Kermit's After Furs
Sergeant Gale Farrell and Constable Pat O'Hearne of the Royal Canadian Mounted Police are on their way to Twin Oaks as there is trouble brewing between rival fur trappers. But the mysterious gun for hire, The Raven' is also heading there but ends up being caught by the Mounties with Pat escorting the wanted killer back to the post. With The Raven's documents in his pocket Farrell keeps on going to Twin Oaks where he meets up with The Raven's contact and pretends to be The Raven who is masquerading as a Mountie. Now Farrell needs to get to the bottom of things before his cover ends up being blown whilst also finding time to flirt with the pretty Ruth Reynolds (Lois Wilde).
There is a scene early on in "Wildcat Trooper" which is guaranteed to make you smile, probably laugh. It comes when Farrell ends up tackling The Raven and as the killer is on top of him trying to plunge a blade in to him the camera cuts to show Farrell's bulging bicep and lo and behold Farrell gets the better of the bad guy. The thing is that rather than being a moment of comedy it is a moment of heroics which is so cheesy it borders on the unbelievable.

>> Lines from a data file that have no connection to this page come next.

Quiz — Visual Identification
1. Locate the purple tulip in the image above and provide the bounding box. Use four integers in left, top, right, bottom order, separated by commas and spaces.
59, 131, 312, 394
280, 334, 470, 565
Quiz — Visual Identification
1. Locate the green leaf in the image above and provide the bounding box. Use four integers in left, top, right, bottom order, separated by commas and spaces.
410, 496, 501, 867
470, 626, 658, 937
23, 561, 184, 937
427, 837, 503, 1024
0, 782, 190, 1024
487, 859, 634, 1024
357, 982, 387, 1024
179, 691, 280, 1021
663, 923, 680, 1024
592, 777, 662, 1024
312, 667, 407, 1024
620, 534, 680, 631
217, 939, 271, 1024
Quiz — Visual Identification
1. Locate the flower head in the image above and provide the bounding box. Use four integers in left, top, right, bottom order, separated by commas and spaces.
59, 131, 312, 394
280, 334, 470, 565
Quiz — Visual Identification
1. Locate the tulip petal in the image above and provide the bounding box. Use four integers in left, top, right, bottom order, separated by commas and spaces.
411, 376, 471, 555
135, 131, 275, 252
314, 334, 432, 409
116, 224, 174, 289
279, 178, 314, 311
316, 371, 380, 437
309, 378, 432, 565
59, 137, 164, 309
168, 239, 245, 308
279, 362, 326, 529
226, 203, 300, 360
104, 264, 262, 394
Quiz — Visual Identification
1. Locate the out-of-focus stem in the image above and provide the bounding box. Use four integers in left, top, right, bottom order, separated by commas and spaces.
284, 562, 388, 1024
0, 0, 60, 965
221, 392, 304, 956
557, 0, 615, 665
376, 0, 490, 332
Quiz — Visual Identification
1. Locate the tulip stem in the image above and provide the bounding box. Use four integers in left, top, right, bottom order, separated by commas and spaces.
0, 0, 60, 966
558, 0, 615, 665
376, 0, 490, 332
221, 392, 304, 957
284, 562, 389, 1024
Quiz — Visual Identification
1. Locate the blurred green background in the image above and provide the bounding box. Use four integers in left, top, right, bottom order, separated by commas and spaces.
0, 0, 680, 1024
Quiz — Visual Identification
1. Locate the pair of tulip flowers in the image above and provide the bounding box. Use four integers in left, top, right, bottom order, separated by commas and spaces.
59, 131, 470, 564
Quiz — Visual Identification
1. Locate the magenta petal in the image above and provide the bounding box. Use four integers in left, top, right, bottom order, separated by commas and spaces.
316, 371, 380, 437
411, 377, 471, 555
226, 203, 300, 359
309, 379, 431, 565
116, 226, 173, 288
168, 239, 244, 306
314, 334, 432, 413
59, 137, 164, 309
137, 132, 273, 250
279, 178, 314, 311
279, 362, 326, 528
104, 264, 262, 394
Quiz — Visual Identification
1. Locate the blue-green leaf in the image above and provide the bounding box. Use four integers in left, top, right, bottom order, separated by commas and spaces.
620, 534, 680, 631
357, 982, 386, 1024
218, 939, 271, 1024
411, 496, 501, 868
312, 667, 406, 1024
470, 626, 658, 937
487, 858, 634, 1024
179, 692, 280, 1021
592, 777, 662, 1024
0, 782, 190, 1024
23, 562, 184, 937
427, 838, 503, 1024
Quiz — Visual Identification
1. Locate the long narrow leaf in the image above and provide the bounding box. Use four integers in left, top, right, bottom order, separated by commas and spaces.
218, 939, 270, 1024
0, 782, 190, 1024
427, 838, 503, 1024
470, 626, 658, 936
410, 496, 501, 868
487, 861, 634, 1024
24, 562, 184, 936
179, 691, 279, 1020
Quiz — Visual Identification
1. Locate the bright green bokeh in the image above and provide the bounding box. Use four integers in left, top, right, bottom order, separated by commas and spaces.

Aside from what is now a comical scene "Wildcat Trooper" is just a typical old western where we have a lawman undercover, pretending to be an outlaw to get to the bottom of who is trying to start a fur war between trappers. The only thing which might be unusual to some is that this little one hour western sees Kermit Maynard in the lead role, although not exactly doing a memorable job to be any better than any other western star of the era.
What this all boils down to is that "Wildcat Trooper" is as entertaining as any of these early one hour westerns tend to be. In truth the most interesting thing is that this stars Kermit Maynard in a lead role rather than a bit part which he ended up doing.